Django gzip middleware replacement that protects against SSL BREACH by randomizing the length of the compressed stream.
Install breach buster
$ pip install breach_buster
Open your settings.py file in an editor and modifiy it to
MIDDLEWARE_CLASSES = (
'django.middleware.gzip.GZipMiddleware',
'johnny.middleware.LocalStoreClearMiddleware',
replace django's GzipMiddleware with breach buster's.
MIDDLEWARE_CLASSES = (
'breach_buster.middleware.gzip.GZipMiddleware',
'johnny.middleware.LocalStoreClearMiddleware',
BREACH is a side channel attack that takes advantage of a well known characteristic of data compression: files that are self similar will tend to be smaller. This is used to
Lets take a look at what that means. In the code below we feed two sentences to the zlib compressor. Both sentences are the same length, except the latter replaces dog with fox, a string that was already used.
>>> import zlib
>>> len(zlib.compress('The quick brown fox jumps over the lazy dog'))
50
>>> len(zlib.compress('The quick brown fox jumps over the lazy fox'))
47
>>>
The later compresses to 3 bytes less than the former. You might be thinking "well that's a bad example, the so called compression made the file larger". True, but the same applies to larger files as well.

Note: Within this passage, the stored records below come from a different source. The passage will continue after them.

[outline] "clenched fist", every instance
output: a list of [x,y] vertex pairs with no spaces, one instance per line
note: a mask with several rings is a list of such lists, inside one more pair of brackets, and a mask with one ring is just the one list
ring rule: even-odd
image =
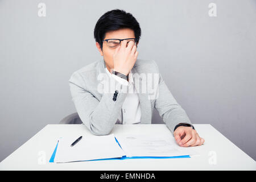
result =
[[177,143],[181,147],[201,146],[204,139],[190,127],[179,126],[174,133]]

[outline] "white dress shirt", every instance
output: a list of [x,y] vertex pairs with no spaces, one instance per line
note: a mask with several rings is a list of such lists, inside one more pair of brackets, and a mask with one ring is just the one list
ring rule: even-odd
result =
[[[133,75],[130,71],[129,82],[116,75],[109,72],[105,68],[106,72],[110,77],[112,77],[118,82],[125,85],[128,85],[129,90],[122,106],[122,124],[135,124],[141,122],[141,110],[139,104],[139,96],[135,92],[134,82]],[[122,118],[119,118],[122,122]]]

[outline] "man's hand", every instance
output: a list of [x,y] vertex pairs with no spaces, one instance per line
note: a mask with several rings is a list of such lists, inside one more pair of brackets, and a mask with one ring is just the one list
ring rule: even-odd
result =
[[127,40],[122,41],[121,46],[115,49],[113,57],[114,69],[127,76],[137,60],[138,52],[133,41],[130,41],[127,47],[126,45]]
[[176,142],[181,147],[200,146],[204,143],[204,139],[191,127],[179,126],[174,135]]

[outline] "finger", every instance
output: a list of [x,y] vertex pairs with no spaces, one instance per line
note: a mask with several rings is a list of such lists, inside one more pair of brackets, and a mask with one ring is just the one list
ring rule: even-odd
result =
[[177,129],[175,130],[175,131],[174,133],[174,138],[175,139],[175,140],[177,142],[177,143],[179,145],[180,145],[180,141],[184,138],[183,136],[184,134],[185,134],[184,130],[181,127],[178,127]]
[[120,49],[120,45],[119,45],[115,49],[115,52],[114,53],[114,55],[116,55],[117,53],[118,52],[119,50]]
[[177,142],[177,143],[179,144],[179,143],[180,143],[180,141],[181,140],[181,139],[180,138],[180,136],[179,134],[178,133],[175,133],[174,134],[174,138],[175,139],[176,142]]
[[201,139],[201,144],[203,144],[204,143],[204,139],[203,139],[203,138],[200,138]]
[[130,40],[128,43],[128,46],[127,46],[126,50],[129,52],[131,51],[131,49],[133,48],[134,45],[134,42],[133,41]]
[[189,147],[191,145],[193,144],[196,142],[196,135],[195,132],[192,132],[191,133],[191,138],[186,143],[183,143],[181,146],[182,147]]
[[194,143],[194,144],[191,145],[191,146],[193,147],[193,146],[200,146],[201,145],[201,138],[199,136],[199,135],[198,135],[198,134],[197,133],[196,134],[196,142]]
[[135,53],[136,52],[136,51],[137,51],[136,46],[134,45],[133,46],[133,48],[131,49],[131,54],[132,55],[134,55],[135,54]]
[[179,144],[180,146],[183,145],[184,144],[186,143],[188,140],[189,140],[192,138],[192,134],[191,133],[185,133],[185,137],[183,138],[183,139],[180,142]]
[[138,57],[138,55],[139,54],[139,52],[138,51],[136,51],[135,53],[135,60],[137,59]]
[[121,49],[125,49],[126,48],[127,40],[123,40],[121,43]]

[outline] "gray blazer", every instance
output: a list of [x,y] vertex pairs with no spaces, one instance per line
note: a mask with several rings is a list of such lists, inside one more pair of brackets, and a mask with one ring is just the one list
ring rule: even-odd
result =
[[[109,92],[102,91],[107,77],[101,76],[107,75],[105,67],[104,59],[95,61],[75,71],[69,80],[72,101],[80,118],[90,132],[97,135],[109,134],[114,125],[120,122],[118,118],[122,106],[129,94],[127,86],[113,80],[118,86],[112,86]],[[185,111],[168,89],[155,61],[137,59],[131,72],[135,89],[139,90],[141,124],[151,123],[154,107],[172,133],[178,123],[191,124]],[[154,89],[146,92],[144,89],[143,92],[143,83],[150,82],[154,83],[151,86]],[[115,92],[116,97],[114,96]]]

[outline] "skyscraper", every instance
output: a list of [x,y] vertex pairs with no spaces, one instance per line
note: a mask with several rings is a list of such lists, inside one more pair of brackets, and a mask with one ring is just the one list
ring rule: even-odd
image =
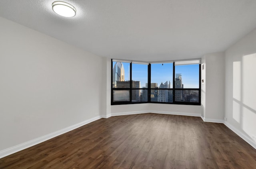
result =
[[[181,78],[181,74],[176,73],[175,77],[175,88],[183,88],[183,84]],[[180,102],[182,101],[183,97],[183,90],[176,90],[175,91],[175,101],[177,102]]]
[[[159,86],[159,88],[168,88],[168,81],[163,84],[162,82]],[[168,91],[167,90],[158,90],[158,102],[168,102]]]
[[116,82],[124,81],[124,68],[122,62],[116,62],[113,68],[113,87],[116,88]]

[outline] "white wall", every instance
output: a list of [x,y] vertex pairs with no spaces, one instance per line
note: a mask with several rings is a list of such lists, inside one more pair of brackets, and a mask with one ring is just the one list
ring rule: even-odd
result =
[[201,85],[202,116],[205,121],[222,123],[225,109],[224,53],[205,55],[202,62],[204,64],[201,73],[201,79],[204,81]]
[[102,57],[0,17],[0,153],[99,118]]
[[225,124],[256,148],[256,29],[226,51]]

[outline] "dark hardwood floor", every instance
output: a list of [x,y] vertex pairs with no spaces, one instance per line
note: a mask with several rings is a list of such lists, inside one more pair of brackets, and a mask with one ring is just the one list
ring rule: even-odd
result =
[[0,159],[1,169],[256,169],[223,124],[155,114],[101,119]]

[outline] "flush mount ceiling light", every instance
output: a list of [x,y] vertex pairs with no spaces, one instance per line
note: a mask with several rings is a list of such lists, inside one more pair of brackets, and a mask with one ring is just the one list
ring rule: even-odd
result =
[[55,1],[52,3],[52,10],[58,15],[66,17],[72,17],[76,15],[76,8],[68,3]]

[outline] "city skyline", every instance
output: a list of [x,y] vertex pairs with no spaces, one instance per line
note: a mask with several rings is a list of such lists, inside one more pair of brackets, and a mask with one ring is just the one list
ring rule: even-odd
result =
[[[124,70],[124,81],[130,80],[130,63],[122,63]],[[113,64],[114,65],[114,64]],[[113,67],[114,65],[113,65]],[[146,87],[148,83],[148,65],[132,65],[132,80],[140,81],[140,87]],[[175,66],[175,74],[182,75],[184,88],[199,88],[199,65],[188,65]],[[152,70],[154,69],[154,70]],[[172,63],[152,64],[151,65],[151,83],[156,83],[158,86],[161,83],[170,82],[172,88]]]
[[[124,63],[123,64],[120,62],[116,62],[113,67],[113,87],[116,88],[130,88],[130,83],[128,81],[130,77],[130,71],[125,73],[125,67],[126,69],[130,69],[130,64]],[[191,71],[194,69],[194,71],[196,71],[196,67],[199,69],[198,65],[196,65],[191,67],[190,65],[178,66],[175,67],[178,67],[177,70],[180,68],[183,69],[187,68],[187,75],[191,73]],[[173,64],[171,63],[165,63],[160,64],[154,64],[151,66],[151,81],[153,82],[150,84],[151,90],[149,92],[146,89],[132,90],[132,102],[147,102],[148,92],[150,92],[150,100],[151,102],[173,102],[173,99],[176,102],[198,102],[199,101],[199,91],[197,90],[175,90],[175,98],[173,97],[173,92],[174,91],[171,90],[164,90],[164,89],[173,88],[173,86],[172,81]],[[189,69],[187,67],[189,67]],[[189,69],[190,67],[190,69]],[[195,69],[196,68],[196,69]],[[146,65],[133,64],[132,68],[132,79],[131,87],[133,88],[148,88],[148,65]],[[199,70],[197,70],[199,71]],[[186,71],[185,71],[186,72]],[[170,73],[170,72],[172,73]],[[198,80],[199,79],[199,71],[198,71]],[[128,78],[125,75],[128,74]],[[194,76],[196,75],[194,75]],[[184,81],[182,73],[175,73],[174,86],[175,88],[184,88]],[[164,79],[168,79],[169,80],[166,81],[162,81]],[[196,80],[197,78],[196,78]],[[127,79],[128,80],[127,80]],[[168,79],[168,80],[169,80]],[[161,83],[154,83],[155,81],[161,80]],[[141,83],[141,81],[144,82]],[[193,79],[194,81],[195,79]],[[172,82],[171,83],[171,82]],[[194,82],[195,84],[196,83]],[[145,83],[145,85],[142,85]],[[197,86],[199,85],[199,81],[198,81]],[[192,87],[190,86],[190,88]],[[195,86],[194,87],[196,87]],[[199,87],[199,86],[198,86]],[[197,88],[194,87],[194,88]],[[128,90],[117,90],[114,92],[115,97],[114,100],[128,101],[130,99],[130,94]]]

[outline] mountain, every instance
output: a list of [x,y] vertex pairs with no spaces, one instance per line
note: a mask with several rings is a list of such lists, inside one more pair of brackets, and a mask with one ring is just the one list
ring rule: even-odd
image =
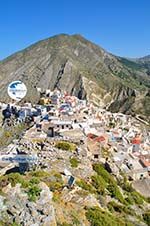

Lets try again with a longer example.
Here we download a copy of the Wikipedia article on the the Communist Manifesto. To prepare two files that are different we append to one the word "Proletariat" and to the other the slightless less like to appear "Adirondacks".
>>> import zlib, urllib2
>>> prose = urllib2.urlopen("http://www.marxists.org/archive/marx/works/1848/communist-manifesto/ch01.htm").read()
>>> proletariat = prose + "Proletariat"
>>> adirondacks = prose + "Adirondacks"
>>> len(proletariat)
35968
>>> len(adirondacks)
35968
>>> len(zlib.compress(proletariat))
13107
>>> len(zlib.compress(adirondacks))
13113
>>>
We can see the file with Proletariat added is somewhat smaller than the file with Adriondacks added.
So how does BREACH take advantage of this?
It is assumed an attacker using BREACH has three non-trivial to obtain abilities.
First, we assume the attacker has the ability to monitor the victim's internet connection. This can happen in many ways. The attacker can be sniffing the victim's local wifi or ethernet connection, they can work for the victim's ISP. All they need to do is be able to see the data common back well enough to measure the length of each response.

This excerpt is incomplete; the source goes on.